Loach presentó su filme en Cannes
Loach presentó su filme en Cannes IAN LANGSDON | Efe

Y el dispositivo de desgracias marca de la casa Loach, ramplón y éticamente feo, mil veces regurgitado, te deja tan indiferente que podrías llegar a creer que posees la sensibilidad social de una ostra. Y piensas que todo lo que le pueda suceder al agonista conductor de furgonetas al que fulmina el libreto le estará bien merecido por ser seguidor del Manchester United de Mourinho.

Resulta tan irregular como sugestiva la propuesta de la directora Mati Diop en Atlantique. Ambientada en un Dakkar donde sus protagonistas parecen marcados por la frontera del mar. Mar infinito, mar de papel áureo, mar de negrura abisal. Por ahí asistimos a como ese espacio que es el muro frente al sueño de arribar a España devora a los jóvenes del No Future nigeriano. Y es una operación de valentía como Mati Diop hace que el mar los devuelva transmutados en almas que se apropian de otros cuerpos. No hay subrayados innecesarios. Atlantique es lírica, inquietante, cuestionable en algunos de sus animistas giros de guion fantasmático. Como una Odisea contada desde Dakkar por un bardo del fantastique teñido de romanticismo y de moribundia.
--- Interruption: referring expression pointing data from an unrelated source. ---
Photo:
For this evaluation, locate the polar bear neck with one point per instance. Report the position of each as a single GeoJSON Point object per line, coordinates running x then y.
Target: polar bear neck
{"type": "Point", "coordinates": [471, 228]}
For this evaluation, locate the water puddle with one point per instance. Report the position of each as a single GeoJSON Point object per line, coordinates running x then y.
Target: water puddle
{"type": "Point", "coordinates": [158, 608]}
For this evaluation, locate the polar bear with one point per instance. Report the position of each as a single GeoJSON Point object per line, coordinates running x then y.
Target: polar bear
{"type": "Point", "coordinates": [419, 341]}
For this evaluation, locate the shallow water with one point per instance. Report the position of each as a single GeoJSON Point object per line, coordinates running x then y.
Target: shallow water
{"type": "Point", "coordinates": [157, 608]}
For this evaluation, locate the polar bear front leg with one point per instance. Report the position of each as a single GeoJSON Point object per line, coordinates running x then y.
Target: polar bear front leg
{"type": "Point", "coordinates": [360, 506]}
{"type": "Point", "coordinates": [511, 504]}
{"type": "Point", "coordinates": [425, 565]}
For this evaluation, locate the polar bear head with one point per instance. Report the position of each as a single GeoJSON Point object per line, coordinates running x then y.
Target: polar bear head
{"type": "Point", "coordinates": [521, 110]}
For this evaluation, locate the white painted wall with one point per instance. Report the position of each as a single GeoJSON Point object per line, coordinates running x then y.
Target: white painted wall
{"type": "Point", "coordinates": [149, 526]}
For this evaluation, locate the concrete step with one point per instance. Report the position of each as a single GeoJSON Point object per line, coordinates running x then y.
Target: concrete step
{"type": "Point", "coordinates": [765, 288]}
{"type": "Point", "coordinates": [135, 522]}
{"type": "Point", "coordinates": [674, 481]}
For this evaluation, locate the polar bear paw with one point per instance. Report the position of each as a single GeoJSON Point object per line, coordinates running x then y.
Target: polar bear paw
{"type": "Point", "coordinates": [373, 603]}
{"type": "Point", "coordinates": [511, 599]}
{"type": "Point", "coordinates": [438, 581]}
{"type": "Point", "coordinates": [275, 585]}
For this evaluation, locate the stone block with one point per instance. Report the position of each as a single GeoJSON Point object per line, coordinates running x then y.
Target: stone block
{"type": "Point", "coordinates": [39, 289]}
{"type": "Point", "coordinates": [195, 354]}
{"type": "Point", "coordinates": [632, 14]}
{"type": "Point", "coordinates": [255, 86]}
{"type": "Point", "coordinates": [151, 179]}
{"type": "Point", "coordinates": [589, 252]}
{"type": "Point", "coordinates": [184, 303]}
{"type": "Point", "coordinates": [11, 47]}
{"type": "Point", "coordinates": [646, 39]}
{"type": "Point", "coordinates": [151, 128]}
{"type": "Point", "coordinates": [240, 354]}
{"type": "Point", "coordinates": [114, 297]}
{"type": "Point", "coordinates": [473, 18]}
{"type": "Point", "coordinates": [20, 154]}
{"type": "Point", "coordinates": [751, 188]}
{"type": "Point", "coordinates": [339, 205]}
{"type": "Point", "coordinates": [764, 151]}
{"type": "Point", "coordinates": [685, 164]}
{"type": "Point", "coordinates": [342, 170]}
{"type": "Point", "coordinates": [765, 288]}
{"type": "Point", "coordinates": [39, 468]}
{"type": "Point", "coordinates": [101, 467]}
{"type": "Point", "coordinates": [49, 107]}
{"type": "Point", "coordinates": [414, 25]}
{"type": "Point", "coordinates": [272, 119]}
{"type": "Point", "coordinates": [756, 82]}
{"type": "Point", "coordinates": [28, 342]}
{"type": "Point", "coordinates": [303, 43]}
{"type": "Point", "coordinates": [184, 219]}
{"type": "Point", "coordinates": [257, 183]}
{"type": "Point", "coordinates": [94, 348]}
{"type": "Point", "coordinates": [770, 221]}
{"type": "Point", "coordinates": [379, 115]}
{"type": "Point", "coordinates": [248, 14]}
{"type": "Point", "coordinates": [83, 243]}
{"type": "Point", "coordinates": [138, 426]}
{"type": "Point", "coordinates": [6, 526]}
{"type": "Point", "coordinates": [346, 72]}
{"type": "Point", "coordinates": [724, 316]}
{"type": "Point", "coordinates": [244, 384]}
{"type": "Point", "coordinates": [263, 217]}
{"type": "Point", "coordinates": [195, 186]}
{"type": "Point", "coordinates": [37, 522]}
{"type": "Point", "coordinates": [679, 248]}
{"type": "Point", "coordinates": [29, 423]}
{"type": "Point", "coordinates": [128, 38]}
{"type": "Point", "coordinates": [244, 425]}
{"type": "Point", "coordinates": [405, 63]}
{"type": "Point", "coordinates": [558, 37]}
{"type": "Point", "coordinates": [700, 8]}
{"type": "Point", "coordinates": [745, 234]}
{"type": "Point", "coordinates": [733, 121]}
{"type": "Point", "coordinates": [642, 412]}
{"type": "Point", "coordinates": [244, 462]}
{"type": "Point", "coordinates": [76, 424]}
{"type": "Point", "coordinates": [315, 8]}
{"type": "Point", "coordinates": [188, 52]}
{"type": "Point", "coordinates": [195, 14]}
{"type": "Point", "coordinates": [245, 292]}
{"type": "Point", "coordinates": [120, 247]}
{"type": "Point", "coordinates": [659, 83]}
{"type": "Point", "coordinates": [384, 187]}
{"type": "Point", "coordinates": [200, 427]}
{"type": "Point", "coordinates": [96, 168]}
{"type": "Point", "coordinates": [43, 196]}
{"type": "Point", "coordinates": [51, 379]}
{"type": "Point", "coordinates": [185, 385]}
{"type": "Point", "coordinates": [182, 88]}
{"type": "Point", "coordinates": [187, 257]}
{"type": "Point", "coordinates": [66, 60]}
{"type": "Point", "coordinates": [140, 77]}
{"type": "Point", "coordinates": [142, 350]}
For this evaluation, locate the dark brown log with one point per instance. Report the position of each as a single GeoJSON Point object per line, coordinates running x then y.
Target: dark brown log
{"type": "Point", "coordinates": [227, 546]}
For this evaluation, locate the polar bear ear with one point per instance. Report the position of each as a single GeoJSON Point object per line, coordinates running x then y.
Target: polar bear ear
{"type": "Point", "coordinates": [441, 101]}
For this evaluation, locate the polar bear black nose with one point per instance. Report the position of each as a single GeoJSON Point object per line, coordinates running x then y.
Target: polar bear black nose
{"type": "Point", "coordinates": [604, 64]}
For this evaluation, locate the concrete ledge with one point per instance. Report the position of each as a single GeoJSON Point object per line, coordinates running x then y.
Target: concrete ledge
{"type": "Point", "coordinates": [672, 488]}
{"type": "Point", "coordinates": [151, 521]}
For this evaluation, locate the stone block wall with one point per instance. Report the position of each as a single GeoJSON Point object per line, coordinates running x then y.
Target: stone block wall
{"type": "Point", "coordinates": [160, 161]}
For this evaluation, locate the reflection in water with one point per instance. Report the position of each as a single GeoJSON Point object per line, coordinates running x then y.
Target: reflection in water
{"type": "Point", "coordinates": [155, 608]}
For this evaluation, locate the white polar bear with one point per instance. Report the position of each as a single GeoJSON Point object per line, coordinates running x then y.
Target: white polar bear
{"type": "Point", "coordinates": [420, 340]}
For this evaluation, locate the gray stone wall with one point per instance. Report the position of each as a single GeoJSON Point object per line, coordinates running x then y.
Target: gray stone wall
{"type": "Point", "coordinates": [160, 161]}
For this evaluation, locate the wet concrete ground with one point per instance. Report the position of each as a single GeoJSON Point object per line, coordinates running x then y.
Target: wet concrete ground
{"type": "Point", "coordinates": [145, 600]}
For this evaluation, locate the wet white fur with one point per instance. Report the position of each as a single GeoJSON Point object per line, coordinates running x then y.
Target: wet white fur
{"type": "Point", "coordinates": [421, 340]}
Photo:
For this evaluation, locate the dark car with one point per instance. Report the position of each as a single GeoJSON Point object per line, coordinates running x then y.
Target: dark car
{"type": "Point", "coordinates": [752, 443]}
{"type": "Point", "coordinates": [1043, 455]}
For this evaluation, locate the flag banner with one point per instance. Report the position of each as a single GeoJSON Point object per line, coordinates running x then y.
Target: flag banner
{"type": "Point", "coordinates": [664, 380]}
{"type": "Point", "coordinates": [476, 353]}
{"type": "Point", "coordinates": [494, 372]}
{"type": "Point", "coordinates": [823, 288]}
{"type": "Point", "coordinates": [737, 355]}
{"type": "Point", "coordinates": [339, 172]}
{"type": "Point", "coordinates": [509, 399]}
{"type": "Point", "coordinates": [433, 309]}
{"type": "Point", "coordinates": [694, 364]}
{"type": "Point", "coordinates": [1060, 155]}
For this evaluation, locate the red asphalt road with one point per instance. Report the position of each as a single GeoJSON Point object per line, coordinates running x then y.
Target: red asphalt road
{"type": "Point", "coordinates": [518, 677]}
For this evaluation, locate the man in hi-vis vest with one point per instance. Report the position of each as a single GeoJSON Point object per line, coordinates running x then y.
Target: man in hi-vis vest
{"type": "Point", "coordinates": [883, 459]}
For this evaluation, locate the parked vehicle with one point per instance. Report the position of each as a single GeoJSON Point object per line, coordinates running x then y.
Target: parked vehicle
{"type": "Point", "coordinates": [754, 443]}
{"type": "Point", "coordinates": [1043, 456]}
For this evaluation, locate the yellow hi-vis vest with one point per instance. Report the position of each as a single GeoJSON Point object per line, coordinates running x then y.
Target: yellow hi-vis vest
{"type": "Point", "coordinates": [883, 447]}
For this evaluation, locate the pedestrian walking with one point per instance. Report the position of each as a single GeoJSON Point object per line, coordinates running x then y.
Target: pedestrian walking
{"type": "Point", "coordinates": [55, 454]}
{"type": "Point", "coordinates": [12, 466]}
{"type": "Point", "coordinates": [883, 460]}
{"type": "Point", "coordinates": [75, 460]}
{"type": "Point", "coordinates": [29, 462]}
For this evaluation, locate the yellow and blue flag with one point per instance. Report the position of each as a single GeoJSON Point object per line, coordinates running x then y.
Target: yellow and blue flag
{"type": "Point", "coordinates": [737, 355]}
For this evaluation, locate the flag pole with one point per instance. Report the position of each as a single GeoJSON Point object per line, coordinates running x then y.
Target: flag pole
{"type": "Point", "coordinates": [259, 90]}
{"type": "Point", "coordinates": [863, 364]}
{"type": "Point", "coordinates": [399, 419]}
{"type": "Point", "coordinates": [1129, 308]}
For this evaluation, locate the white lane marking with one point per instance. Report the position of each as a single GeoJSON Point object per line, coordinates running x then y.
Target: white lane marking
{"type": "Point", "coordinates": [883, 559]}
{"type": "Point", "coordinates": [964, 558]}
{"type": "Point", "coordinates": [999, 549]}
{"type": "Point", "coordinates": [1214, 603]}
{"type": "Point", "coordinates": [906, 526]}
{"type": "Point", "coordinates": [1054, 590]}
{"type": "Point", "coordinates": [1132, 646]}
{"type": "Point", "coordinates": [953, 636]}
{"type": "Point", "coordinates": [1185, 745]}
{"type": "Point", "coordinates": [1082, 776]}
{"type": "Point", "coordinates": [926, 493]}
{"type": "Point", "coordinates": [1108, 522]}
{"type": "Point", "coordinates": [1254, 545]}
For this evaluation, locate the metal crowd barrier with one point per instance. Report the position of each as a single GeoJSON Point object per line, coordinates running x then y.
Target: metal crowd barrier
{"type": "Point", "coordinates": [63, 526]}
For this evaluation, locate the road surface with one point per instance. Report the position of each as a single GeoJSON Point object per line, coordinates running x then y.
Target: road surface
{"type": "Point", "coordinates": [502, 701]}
Santo Elton John y los magníficos zombis de Bertrand Bonello

También se presentó Rocketman, a mayor gloria de Elton John. Pertenece a esa deleznable nueva franquicia, inaugurada por Bohemian Rhapsody, que empapela de rosa pastel a los nuevos superhéroes de la Marvel musical. Rocketman no llega a ser cine, en realidad. Debería ir su reseña en las páginas de religión -hagiografías, vida de santos- o en la crónica taurina. Quiere ser kitsch pero ni a eso llega. No seamos colaboracionistas de esta promo gigante que nos quiere colar Cannes. Que hablen de ella en Sálvame o en el Pronto.

El cine mayúsculo llegó de fuera desde la incontaminada Quincena de Realizadores. Allí, un titán del cine de nuestro tiempo como Bertrand Bonello ofrece en Zombi Child un prodigio en el cual entrevera el Haití misérrimo de la dictadura de los Duvalier y su cosmogonía del vudú y de los muertos vivientes con una escuela francesa para chicas de la élite, hijas de la Legión de Honor. La forma en la que Bonello articula el puente de plata entre estos espacios temporales antitéticos es un prodigio solo al alcance de los alquimistas de la creación narrativa y visual. Ese internado de adolescentes entronca con el filme anterior de Bonello, Nocturama, en el cual otros jóvenes bien diferentes orquestaban un ceremonial de terrorismo nihilista. Las protagonistas de Zombi Child -aparentemente en la opulencia social- vehiculan su ira soterrada a través de ese choque de la Razón de la Republique con la fascinación por el mundo vudú. Y la exuberancia con la que esa imaginería de las posesiones y de los esclavos no vivos de las plantaciones de caña irrumpen en los palacios de la vieja Europa y llenan sus moquetas, sus camas, sus bosques, de la llamada de la carne, de la pasión y la poética del cruce de sangres, de sexos, de esos oníricos paseos con un zombi por el amor y la muerte que contó otro cineasta visionario como Bonello, Jacques Tourneur, hace setenta años.